The o1 model also made an error in a graph-related question. But overall, I asked both models around 12 math questions, and o1’s math-solving skills were impressive — a significant upgrade over the 4o model. In a math Olympiad test, the o1 model scored around 83%, while the 4o model only scored 13%.
6. Complicated Finance Split
If the o1 model excels at math, it’s likely to perform well in finance-related tasks too. To test this, I presented a scenario where my two friends and I were renting a new room and had spent money unevenly on various expenses like advance payment, rent, brokerage fees, and other purchases.
I provided all the details to both models and asked them to calculate how much each person would need to pay to ensure a fair split of all the money spent. In this situation, the model needed to understand both the mathematical calculations and the context to provide an accurate answer.

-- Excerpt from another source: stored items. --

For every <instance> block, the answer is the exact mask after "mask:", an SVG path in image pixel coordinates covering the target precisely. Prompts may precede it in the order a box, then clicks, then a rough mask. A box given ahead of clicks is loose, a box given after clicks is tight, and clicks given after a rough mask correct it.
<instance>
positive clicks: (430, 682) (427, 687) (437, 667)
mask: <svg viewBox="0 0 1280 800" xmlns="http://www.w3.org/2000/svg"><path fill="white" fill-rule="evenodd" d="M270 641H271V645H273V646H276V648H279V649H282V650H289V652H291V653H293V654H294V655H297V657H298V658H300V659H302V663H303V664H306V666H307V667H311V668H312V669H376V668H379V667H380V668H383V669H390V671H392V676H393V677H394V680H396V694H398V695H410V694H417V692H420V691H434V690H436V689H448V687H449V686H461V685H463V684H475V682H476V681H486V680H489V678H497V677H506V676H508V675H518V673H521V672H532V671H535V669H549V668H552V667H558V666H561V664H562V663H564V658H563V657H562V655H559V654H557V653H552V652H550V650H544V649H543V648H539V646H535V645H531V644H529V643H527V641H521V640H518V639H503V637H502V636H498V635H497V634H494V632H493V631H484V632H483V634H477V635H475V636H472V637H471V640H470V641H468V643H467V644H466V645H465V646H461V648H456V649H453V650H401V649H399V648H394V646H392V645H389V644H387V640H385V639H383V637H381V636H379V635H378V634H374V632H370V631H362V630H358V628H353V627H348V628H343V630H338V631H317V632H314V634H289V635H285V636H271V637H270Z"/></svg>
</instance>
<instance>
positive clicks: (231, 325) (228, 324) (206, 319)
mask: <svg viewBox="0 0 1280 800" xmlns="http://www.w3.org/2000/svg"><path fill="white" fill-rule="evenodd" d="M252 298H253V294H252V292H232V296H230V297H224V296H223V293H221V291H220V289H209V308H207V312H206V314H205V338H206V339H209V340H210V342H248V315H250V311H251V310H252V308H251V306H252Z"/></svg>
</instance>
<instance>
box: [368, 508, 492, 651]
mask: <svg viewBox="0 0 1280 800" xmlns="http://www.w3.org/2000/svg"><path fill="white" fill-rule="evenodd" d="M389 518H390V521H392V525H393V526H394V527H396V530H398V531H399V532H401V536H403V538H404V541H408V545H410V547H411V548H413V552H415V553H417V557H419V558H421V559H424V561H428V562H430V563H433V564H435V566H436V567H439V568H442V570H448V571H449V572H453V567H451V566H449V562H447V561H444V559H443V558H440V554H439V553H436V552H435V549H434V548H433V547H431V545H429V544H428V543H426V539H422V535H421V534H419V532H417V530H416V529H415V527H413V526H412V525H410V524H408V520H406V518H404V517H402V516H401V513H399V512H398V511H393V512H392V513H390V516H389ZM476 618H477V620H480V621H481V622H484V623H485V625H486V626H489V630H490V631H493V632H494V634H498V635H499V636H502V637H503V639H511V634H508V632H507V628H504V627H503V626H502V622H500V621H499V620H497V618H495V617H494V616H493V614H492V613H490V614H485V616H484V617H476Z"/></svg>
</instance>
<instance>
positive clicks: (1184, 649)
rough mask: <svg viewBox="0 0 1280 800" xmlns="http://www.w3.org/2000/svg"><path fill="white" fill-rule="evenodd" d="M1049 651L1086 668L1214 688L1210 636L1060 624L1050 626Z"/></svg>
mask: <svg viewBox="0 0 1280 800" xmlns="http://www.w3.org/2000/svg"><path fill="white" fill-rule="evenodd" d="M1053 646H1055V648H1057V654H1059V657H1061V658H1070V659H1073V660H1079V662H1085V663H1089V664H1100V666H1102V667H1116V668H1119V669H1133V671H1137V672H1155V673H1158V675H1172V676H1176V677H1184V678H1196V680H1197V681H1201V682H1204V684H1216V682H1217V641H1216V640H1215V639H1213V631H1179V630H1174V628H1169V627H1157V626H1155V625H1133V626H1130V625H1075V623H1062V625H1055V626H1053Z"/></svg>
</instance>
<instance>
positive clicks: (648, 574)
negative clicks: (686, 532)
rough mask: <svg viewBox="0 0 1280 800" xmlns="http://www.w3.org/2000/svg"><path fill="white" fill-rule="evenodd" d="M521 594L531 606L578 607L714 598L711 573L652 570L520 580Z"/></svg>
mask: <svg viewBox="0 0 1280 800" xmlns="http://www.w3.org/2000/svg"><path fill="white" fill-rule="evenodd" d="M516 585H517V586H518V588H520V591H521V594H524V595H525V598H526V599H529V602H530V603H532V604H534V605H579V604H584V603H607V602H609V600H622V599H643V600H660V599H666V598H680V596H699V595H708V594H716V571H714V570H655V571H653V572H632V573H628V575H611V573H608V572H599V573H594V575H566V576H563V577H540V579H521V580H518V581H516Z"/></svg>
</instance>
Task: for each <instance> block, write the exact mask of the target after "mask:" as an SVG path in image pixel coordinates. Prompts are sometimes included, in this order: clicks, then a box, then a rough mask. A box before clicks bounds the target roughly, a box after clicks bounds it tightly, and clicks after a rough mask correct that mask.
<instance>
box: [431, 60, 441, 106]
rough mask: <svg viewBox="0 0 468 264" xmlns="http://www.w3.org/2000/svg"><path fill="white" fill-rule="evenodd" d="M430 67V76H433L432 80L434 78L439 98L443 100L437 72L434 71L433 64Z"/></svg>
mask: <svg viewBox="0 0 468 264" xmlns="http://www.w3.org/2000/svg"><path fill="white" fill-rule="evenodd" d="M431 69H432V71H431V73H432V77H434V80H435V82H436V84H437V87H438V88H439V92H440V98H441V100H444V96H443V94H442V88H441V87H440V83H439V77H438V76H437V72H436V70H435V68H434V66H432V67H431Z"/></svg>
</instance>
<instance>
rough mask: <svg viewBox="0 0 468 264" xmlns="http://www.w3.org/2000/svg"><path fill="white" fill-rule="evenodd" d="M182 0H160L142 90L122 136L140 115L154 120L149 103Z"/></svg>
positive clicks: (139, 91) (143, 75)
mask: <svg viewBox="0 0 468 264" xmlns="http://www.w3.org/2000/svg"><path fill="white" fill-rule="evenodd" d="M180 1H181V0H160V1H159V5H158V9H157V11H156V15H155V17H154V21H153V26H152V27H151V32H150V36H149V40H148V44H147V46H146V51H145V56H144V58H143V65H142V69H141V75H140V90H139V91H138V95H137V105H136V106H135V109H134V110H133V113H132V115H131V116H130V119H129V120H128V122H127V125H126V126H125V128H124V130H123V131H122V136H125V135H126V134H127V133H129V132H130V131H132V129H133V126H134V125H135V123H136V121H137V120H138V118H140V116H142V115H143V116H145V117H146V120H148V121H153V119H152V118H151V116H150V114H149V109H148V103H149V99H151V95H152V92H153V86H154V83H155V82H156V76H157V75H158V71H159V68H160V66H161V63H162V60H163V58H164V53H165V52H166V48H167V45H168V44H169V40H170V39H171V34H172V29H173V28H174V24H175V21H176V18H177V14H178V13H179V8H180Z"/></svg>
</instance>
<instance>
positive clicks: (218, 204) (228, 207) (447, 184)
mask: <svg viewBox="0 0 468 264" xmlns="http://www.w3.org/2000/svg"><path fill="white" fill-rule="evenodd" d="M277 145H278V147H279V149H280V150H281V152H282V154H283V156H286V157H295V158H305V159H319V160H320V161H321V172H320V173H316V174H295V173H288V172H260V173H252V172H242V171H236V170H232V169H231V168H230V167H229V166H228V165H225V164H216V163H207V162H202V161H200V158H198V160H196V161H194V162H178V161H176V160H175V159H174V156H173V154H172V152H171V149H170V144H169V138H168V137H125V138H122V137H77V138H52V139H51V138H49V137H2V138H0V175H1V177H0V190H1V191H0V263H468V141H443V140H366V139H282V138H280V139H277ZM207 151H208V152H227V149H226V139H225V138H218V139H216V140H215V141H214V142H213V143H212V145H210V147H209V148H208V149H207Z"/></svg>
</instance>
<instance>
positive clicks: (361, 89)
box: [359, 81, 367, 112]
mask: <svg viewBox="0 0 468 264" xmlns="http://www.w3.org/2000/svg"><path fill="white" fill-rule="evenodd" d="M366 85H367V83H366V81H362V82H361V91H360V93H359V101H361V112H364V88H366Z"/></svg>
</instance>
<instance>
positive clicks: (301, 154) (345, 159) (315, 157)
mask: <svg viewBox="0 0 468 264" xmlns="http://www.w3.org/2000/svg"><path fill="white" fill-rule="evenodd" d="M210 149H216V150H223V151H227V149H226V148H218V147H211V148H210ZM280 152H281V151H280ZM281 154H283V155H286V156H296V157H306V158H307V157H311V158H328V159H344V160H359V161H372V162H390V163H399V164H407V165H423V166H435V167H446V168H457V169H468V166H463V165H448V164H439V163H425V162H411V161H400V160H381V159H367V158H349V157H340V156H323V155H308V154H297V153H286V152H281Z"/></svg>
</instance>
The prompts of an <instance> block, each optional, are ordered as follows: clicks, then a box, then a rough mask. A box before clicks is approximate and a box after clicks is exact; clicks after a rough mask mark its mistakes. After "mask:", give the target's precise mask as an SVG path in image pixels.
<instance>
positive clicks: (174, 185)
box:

Three friends, Alice, Bob, and Charlie, are renting a new room together and have made several payments for different expenses. Alice paid $800 for the advance payment, Bob paid $500 for the rent, and Charlie paid $200 for brokerage fees. Additionally, Alice spent $150 on groceries, Bob bought furniture for $300, and Charlie spent $100 on kitchen supplies. I want to ensure that the total expenses are evenly split among the three friends.
Calculate how much each person needs to pay or be reimbursed to achieve a fair division of all the expenses. Provide a breakdown of the amount each person owes or should receive
Both GPT 4o and o1 models provide the right answer as the math was simple enough. Both the AI models have the same level of understanding of the context and o1 model’s reasoning isn’t at a huge advantage here. However, we like the o1 model’s response as it explains the solution better with a table. But you can easily get them in the 4o model with a prompt. So in this round, it’s a tie.
OpenAI’s GPT 4o vs o1 Model
We compared both models across various tests, such as scheduling a timetable, creating a financial plan for a business, and solving riddles. the o1 model excelled, particularly in tasks that required reasoning. However, for tasks that do not require much reasoning — like generating text or researching information — both models provided similar results, with the main difference being that o1 was much slower.